Organizational Sustainability

What Is Organizational Sustainability?

From the Peer Learning Events, have emerged concepts on sustainability as understood and pursued by the participants1. Some refer to sustainability as viability. To others, it implies "being alive, and being able to "exist, thrive and serve its purpose over a non-immediate time frame." It implies "having enough, not worrying about tomorrow more than about the mission." Some further say sustainability refers to "the ability of an organization to be able to endure any challenges in order to achieve its mission and goals;" "the ability, in different situations, to provide services for the community according to the organization's mission."

What does it take to become sustainable? While all participants to the PLEs agree that finances are important, they also agree that it is "not just about endowment but permanence of the organization. "Financial resources are important, but it's not just about money." Rather, "the organization must be built on sound core values," and "it must be grounded on the needs of the people." Such grounding will help community foundations, in particular, to "tap local resources to meet local needs" and thereby promote its own sustainability.
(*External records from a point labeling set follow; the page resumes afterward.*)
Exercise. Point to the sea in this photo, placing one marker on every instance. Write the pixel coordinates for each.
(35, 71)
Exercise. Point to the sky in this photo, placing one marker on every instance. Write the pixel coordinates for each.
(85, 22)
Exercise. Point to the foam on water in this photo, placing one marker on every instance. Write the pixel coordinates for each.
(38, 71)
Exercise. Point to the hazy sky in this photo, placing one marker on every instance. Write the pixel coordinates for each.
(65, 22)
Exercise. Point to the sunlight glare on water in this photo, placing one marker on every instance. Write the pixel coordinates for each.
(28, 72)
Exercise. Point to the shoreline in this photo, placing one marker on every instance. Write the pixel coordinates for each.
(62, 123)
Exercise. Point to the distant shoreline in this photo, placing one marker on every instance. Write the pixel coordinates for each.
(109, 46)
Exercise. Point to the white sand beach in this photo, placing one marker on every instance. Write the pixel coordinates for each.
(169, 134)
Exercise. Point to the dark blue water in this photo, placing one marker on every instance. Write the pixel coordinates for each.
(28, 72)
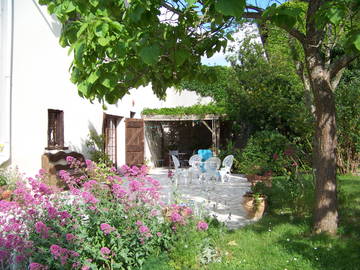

It is also about being "flexible, being able to expand when you have the opportunity or contract when you can no longer support the size of the organization." Above all, the organization must be "forward looking" as articulated in its vision, mission and goal statements. As one participant says, "it's not just about having resources, but about a state of mind—how you connect, how you use your resources."

Thus over and above financial health, the following are the essential elements of sustainability as seen by the PLE participants.

  • Clear purpose, vision, mission and goals
  • Existence of a strategic, long-term plan
  • Relevance to needs, goals and priorities of members and stakeholders
  • Effective leadership
  • Effective use of human resources (board, staff and volunteers)
  • Effective and appropriate structure
  • Vitality and effective mobilization of resources (concept of having enough)
  • Meaningful programs and activities for the community Support, involvement and empowerment of community stakeholders
  • Partnerships and collaboration
  • Effective budget
  • Endurance and flexibility
  • Use of technology and other cost reduction measures
  • Reduced operating costs

1WINGS Notes on Peer Learning Events on "Sustainability of Grantmaker Associations and Support Organizations in Africa and the Middle East, July 21 - 23, 2009, Cape Town, South Africa" and "Sustainability of Community Foundations and CF Support Organizations, October 7 to 9, 2009, San Antonio, Texas, USA".